Soemitro geram karena Kementerian Perindustrian mengajukan impor raw sugar untuk dua kuartal sekaligus. Ini disebutnya tidak mendukung kebijakan Menteri Perdagangan untuk melakukan evaluasi impor raw sugar tiap kuartal. Padahal evaluasi izin impor tiap kuartal itu dilakukan untuk mengetahui kebutuhan raw sugar oleh industri makanan-minuman.

Soemitro khawatir impor raw sugar besar-besaran ini akan mengulangi lagi kejadian pada 2013. Saat itu keran impor raw sugar dibuka lebar sehingga menyebabkan harga gula di masyarakat hancur-hancuran. Penyebabnya adalah gula rafinasi yang sebenarnya hanya dijual untuk industri makanan-minuman ternyata juga merembes di masyarakat. "Kami tidak setuju rekomendasi impor dilakukan dua kuartal sekaligus," kata Soemitro.

Izin impor raw sugar ini dilakukan dua kuartal sekaligus untuk kebutuhan April-Juni dan Juli-September. Jumlah per kuartalnya 750 ribu ton, lebih tinggi ketimbang kebutuhan untuk kuartal Januari-Maret sekitar 600 ribu ton. Direktur Jenderal Industri Agro Kementerian Perdagangan Panggah Susanto mengatakan jumlah impor yang lebih besar itu bertujuan mengantisipasi pelonjakan kebutuhan pada hari raya Lebaran pertengahan tahun ini.

Soemitro mengatakan jumlah tersebut sangat besar. Dengan impor sebesar itu, berarti Kementerian Perindustrian mengasumsikan kebutuhan gula rafinasi untuk industri makanan dan minuman 2,8 juta ton. Padahal, hingga kini, jumlah kebutuhan gula rafinasi untuk industri makanan dan minuman belum diketahui dengan pasti. Itulah yang membuat Kementerian Perdagangan punya ide untuk mengevaluasi izin impor tiap kuartal.

Soemitro meminta Kementerian Perindustrian tidak hanya memikirkan industri gula rafinasi.

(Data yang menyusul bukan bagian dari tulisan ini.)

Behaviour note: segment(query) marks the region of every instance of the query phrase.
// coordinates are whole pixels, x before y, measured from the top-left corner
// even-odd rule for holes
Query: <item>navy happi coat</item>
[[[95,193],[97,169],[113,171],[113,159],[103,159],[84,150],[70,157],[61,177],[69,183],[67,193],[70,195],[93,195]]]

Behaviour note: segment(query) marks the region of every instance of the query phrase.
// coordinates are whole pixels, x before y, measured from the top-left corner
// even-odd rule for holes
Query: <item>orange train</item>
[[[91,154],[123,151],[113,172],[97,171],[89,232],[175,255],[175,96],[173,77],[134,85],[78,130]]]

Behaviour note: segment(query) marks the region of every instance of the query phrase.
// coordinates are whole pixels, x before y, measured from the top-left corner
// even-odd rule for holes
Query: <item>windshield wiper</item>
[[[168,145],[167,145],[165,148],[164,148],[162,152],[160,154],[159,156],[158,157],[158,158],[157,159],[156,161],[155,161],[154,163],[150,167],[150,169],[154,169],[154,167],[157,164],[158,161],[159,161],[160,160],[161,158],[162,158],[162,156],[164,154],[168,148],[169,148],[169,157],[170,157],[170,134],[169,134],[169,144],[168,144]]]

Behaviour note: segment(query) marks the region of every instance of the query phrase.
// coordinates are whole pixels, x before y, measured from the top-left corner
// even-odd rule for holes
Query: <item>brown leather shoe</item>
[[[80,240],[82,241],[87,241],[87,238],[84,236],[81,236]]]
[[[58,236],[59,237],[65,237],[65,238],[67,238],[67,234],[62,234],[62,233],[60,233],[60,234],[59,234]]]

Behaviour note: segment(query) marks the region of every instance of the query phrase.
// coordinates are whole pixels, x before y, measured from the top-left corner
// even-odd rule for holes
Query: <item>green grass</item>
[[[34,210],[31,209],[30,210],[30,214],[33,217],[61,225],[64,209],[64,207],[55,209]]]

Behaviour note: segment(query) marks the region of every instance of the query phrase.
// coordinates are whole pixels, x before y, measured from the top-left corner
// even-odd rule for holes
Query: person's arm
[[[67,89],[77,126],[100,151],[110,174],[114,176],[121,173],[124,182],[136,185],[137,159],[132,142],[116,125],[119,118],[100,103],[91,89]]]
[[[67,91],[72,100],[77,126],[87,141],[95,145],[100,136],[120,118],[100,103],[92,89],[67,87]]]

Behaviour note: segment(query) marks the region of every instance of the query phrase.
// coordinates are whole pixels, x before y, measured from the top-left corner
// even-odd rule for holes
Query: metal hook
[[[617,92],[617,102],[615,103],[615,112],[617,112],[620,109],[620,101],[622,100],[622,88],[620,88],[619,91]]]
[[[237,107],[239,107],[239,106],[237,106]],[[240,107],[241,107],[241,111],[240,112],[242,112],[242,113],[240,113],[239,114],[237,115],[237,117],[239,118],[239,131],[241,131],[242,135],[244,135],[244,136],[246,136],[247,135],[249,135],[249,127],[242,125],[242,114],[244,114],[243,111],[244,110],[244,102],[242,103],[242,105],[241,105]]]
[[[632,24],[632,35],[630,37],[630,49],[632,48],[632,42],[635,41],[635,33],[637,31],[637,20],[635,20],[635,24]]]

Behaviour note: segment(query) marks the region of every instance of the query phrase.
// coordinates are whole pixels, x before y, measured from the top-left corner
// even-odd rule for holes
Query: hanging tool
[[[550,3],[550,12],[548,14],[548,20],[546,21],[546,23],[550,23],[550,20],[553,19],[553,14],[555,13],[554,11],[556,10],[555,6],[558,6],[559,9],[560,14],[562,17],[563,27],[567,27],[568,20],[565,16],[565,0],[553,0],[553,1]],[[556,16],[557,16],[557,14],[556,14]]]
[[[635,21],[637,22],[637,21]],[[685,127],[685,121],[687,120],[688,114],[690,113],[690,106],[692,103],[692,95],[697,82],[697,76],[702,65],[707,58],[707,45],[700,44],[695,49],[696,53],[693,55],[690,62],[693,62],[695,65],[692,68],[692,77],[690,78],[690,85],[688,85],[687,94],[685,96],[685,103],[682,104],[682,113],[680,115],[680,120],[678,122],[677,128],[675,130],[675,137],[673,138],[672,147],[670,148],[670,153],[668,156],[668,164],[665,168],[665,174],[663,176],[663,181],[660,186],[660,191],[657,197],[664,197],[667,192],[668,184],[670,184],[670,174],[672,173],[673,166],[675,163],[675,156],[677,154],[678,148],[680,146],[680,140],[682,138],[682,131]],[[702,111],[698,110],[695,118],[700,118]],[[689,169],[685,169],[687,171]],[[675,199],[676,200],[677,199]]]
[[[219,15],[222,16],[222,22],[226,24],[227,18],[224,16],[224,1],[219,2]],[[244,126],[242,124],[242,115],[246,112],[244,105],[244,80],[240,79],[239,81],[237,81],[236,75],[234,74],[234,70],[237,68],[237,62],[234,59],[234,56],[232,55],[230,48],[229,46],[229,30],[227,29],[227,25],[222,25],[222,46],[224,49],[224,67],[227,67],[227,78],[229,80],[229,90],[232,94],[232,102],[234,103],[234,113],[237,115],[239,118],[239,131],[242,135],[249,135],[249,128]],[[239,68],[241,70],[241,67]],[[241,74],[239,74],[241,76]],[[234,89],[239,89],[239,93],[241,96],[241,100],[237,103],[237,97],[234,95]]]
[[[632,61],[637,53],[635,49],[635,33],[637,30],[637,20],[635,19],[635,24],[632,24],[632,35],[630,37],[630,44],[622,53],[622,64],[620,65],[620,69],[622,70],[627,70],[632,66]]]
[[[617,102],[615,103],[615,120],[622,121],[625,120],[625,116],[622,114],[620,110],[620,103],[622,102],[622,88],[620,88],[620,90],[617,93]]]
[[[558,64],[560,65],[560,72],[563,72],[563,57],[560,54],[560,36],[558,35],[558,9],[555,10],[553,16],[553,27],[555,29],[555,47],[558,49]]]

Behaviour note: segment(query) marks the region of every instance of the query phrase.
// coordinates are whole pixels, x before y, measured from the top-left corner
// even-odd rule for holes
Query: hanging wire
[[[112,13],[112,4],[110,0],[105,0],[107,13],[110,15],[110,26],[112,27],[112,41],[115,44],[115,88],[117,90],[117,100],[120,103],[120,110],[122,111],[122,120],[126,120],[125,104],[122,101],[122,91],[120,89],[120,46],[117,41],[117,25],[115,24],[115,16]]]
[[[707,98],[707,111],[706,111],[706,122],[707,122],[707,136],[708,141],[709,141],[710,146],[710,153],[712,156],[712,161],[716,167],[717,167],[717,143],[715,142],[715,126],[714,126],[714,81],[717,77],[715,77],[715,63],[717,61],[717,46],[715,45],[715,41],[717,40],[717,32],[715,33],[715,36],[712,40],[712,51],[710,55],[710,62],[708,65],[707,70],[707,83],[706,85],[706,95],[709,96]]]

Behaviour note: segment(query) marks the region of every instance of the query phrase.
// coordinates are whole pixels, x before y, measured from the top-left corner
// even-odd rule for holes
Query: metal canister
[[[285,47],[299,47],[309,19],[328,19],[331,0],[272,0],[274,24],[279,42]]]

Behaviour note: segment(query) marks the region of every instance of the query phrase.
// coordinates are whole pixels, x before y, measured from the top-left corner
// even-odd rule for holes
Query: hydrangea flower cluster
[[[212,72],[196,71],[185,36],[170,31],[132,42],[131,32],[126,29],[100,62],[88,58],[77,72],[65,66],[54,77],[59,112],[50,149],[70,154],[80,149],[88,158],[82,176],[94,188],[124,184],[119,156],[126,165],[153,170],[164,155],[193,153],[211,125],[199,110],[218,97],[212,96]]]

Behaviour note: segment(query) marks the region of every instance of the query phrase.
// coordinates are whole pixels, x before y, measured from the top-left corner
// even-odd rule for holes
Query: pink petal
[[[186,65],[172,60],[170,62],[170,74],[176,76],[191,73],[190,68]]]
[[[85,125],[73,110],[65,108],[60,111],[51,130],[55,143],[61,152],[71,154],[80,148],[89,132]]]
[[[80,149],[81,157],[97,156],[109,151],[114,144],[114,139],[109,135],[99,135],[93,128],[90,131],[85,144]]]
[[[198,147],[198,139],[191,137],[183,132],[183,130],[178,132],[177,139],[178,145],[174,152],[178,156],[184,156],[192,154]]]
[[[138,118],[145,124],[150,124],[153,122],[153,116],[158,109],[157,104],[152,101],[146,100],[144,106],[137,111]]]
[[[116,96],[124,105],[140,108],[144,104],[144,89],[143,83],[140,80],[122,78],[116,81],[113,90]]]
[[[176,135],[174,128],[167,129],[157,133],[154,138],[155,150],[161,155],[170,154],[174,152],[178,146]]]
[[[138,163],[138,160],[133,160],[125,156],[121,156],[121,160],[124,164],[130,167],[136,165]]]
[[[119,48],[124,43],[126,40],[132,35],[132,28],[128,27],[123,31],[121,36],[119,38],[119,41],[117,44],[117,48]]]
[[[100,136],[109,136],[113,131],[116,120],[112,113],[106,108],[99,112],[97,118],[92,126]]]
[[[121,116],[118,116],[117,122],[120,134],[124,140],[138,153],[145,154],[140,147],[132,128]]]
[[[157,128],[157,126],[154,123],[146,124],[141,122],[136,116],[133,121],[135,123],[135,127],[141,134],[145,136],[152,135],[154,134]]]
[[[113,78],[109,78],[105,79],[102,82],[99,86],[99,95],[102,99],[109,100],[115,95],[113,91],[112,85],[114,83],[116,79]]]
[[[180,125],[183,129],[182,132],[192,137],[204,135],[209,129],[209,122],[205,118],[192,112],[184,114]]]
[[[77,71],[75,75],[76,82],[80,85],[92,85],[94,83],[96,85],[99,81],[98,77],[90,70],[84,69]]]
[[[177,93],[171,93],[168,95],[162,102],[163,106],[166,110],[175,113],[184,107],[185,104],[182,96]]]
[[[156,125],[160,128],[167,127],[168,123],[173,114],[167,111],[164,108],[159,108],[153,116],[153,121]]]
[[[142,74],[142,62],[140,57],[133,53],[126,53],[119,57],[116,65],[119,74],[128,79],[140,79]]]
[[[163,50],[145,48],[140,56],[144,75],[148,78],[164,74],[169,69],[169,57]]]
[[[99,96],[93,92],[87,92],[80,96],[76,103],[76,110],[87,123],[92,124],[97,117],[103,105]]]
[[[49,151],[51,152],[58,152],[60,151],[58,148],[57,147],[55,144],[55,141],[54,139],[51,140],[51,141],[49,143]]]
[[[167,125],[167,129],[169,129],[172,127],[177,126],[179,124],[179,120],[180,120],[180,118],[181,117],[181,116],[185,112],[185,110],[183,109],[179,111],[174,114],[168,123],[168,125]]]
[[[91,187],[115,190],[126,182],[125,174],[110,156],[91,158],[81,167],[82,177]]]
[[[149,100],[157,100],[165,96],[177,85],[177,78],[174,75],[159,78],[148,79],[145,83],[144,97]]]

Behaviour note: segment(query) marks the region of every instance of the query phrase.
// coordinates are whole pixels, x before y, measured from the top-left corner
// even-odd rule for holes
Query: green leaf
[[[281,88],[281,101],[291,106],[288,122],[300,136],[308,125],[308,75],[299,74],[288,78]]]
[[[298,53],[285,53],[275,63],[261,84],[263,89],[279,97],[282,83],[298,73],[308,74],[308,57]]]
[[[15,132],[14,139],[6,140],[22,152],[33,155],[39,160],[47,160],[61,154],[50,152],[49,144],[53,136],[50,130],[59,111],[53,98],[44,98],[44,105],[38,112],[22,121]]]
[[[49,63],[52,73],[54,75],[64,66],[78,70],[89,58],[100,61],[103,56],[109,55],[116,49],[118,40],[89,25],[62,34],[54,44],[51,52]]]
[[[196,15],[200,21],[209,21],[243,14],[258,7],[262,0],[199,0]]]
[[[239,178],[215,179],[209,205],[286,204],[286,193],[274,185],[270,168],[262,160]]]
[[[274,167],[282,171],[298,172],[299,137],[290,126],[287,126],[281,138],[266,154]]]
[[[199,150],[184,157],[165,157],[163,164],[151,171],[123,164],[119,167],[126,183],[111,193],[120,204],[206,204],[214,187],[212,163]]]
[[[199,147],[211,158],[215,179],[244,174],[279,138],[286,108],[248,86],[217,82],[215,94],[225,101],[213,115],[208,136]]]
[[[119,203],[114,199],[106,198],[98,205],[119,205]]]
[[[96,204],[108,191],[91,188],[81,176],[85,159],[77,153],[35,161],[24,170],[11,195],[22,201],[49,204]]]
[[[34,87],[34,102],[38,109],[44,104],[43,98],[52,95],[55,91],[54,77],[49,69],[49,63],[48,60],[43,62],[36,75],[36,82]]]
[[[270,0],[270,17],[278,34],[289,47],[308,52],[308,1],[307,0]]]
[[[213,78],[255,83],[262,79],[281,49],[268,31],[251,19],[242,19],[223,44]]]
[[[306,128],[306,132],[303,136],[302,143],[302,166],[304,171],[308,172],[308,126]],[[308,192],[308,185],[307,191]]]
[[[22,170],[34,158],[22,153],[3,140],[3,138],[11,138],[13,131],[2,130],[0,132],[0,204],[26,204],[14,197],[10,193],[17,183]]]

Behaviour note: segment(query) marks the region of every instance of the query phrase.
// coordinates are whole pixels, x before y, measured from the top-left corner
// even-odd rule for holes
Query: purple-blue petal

Dampak impor terhadap keberadaan industri gula nasional dan petani tebu juga mesti diperhatikan. "Impor besar-besaran tidak selaras dengan harapan Presiden Jokowi yang bercita-cita melakukan swasembada pangan," kata Soemitro.

Ketua Umum Asosiasi Petani Tebu Rakyat Indonesia (APTRI) Sumitro Samadikoen mendesak pemerintah untuk tidak memberikan izin impor gula mentah pada 2015. "Masih ada 400 ribu ton gula lokal yang belum terserap pasar," ujarnya saat ditemui di Kementerian Perdagangan.
Kementerian Perindustrian telah mengajukan rekomendasi izin impor gula mentah atau yang biasa disebut raw sugar untuk kebutuhan industri gula rafinasi ke Kementerian Perdagangan. Dalam surat tersebut, pemerintah merekomendasikan izin ekspor sebesar 1,5 juta ton untuk kebutuhan kuartal kedua dan ketiga 2015.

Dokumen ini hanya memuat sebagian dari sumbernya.